RFC: A virtual package which detects CUDA compute capability
Today, I would like to announce the development of a conda virtual package which detects the minimum compute capability of CUDA devices on a system. This conda plugin is available here, and needs feedback!
The purpose of this new virtual package is to allow packages to express a minimum required compute capability. This is relevant for some optimized deep learning models which don't target older devices, libraries which drop support for compute capabilities mid-CTK-support-cycle, and for packages that may want to reduce binary sizes by splitting target CUDA architectures across variants.
Thanks a lot for the work on this!

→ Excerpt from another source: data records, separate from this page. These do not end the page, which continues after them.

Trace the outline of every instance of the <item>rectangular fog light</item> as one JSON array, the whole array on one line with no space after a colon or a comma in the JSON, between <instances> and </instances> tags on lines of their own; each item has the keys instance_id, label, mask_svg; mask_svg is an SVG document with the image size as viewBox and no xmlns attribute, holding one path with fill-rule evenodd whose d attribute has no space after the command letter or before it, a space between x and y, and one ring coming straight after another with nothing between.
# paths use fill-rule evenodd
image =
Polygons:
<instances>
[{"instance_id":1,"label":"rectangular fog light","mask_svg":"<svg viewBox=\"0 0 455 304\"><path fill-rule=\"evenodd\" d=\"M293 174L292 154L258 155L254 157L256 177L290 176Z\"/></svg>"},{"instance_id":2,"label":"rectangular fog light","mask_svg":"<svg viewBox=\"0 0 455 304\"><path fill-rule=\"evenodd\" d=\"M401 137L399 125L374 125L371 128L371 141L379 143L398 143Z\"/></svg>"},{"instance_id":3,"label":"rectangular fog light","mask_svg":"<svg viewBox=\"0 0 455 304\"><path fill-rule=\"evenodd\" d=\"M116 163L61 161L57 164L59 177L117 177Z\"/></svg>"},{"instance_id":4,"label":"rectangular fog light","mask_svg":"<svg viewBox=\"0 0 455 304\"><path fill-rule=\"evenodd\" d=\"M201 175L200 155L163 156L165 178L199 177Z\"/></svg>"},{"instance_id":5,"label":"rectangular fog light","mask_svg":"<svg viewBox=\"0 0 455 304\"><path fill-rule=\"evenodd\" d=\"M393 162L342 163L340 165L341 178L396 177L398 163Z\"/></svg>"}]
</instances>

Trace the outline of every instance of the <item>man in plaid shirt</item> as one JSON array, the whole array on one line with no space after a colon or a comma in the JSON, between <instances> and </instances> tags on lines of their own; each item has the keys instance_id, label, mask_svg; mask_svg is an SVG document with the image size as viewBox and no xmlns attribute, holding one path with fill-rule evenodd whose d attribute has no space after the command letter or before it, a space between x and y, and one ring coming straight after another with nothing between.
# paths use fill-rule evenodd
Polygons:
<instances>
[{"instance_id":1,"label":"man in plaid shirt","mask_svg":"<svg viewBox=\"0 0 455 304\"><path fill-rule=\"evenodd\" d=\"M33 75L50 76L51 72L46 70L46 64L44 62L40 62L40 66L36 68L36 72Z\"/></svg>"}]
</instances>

Since I saw https://github.com/wheelnext/nvidia-variant-provider and how it exposed a list of compute capabilities available in the system, I was wondering how that information could also be exposed in a way compatible with conda's virtual packages mechanism, as it was hard to expose a list with virtual packages. The solution of exposing just the minimum compute capability available in the system is simple and works great, and it covers nicely the use case of machines with just a single type of GPU mounted on them, that I may be wrong but I guess are the vast majority of cases.

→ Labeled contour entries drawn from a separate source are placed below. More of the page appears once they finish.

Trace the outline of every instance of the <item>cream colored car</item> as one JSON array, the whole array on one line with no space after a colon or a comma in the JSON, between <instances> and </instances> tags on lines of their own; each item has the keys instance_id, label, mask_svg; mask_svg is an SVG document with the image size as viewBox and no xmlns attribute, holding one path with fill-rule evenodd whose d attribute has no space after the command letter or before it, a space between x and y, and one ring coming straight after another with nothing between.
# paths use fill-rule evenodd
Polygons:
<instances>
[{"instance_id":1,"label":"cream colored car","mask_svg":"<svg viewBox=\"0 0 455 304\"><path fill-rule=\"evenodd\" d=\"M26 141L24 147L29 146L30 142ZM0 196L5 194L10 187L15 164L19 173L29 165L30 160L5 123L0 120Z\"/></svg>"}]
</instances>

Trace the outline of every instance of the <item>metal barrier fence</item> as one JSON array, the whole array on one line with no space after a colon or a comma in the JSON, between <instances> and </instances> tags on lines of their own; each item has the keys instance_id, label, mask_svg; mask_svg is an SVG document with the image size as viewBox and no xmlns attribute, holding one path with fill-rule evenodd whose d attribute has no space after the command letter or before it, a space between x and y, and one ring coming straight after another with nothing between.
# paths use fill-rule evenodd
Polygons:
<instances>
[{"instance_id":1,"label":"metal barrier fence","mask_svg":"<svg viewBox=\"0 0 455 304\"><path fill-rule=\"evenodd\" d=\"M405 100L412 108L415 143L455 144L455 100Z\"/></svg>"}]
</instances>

The presented solutions relies on loading c shared libraries instead of using nvidia-smi which I understood was the way the __cuda virtual package worked. Is my knowledge outdated?
Is the c shared library expected to be stable over time?
This is exactly how __cuda is implemented:
https://github.com/conda/conda/blob/5ebfc3e7cf4511794fa352d183062e5147d808d8/conda/plugins/virtual_packages/cuda.py#L108
Calling nvidia-smi is slightly worse:
- under the hood, it still loads
libcudaand other DSOs - you need a subprocess which is slightly slower
- you need to parse the output
libcuda is the user-mode driver, i.e. it's part of the CUDA driver.